In this activity, we will work with Convolutional Neural Networks (CNNs) to solve an image classification problem. Specifically, we will classify images of characters from The Simpsons.
The dataset consists of images of characters from the show, extracted directly from episodes. This dataset has been compiled by Alexandre Attia. Among the 18 labeled characters, they appear in various poses, different positions within the image, or alongside other characters on-screen (although the character to be classified is always in the dominant position).

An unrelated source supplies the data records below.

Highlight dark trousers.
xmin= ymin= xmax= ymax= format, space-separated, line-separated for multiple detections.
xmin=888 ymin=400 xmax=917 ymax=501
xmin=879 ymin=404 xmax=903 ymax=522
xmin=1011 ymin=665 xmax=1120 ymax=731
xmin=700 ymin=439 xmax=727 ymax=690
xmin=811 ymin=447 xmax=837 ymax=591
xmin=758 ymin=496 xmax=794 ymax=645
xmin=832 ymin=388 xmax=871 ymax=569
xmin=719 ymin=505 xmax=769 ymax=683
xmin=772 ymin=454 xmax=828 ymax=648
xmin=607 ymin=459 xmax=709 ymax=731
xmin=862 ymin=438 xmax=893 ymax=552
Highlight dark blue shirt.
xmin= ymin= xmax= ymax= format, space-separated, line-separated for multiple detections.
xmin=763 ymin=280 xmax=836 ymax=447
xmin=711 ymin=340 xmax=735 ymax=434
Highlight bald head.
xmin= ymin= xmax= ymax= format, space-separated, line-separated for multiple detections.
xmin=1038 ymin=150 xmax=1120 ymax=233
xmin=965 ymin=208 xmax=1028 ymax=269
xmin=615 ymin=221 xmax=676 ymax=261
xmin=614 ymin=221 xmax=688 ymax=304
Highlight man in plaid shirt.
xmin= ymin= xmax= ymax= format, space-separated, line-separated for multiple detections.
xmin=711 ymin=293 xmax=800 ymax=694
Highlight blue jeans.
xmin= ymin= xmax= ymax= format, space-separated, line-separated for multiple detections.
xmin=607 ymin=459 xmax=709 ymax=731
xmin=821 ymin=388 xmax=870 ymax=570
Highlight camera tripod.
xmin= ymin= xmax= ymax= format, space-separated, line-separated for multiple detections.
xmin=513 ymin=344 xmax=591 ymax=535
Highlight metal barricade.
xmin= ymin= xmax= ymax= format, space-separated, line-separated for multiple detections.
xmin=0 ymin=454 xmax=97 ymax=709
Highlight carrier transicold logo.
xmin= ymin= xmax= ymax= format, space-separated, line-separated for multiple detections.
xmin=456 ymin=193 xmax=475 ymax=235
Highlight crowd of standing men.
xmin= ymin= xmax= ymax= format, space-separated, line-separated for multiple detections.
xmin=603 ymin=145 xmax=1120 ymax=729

The dataset and additional information can be downloaded from the following link:
The Simpsons Character Recognition Using Keras
When developing the classification using CNNs, we will study two different architectures:
-
Model 1: A simple CNN with 4 convolutional and pooling blocks [sequence of 32, 64, 128 and 256 filters] followed by a dense layer of 1024 neurons with a subsequent dropout of 50%, and a final layer of 18 neurons to perform the classification. Each of the 'convolutional blocks' is composed of the following elements:
- Convolutional layer (3x3), same padding to maintain image size, and ReLU activation function.
- Second convolutional layer (3x3) and ReLU activation function.
- Max pooling layer that reduces the spatial dimensions (width and height) of the image by half.
- Dropout layer that randomly turns off 30% of the units during training to prevent overfitting.
-
Model 2: A simplified Xception-type CNN, with 2 blocks of depthwise separable convolutions, iterated with a sequence of [32, 64, 128, 128, 256] filters, which separates spatial and channel convolutions, and then three dense convolutional layers: one of 1024 and another of 256 neurons, both with a dropout of 50%, and a final layer of 18 neurons to perform the classification. The choice of this model is based on its effectiveness in detecting details in image borders and edges (which is the case of our dataset, since the images are very well defined).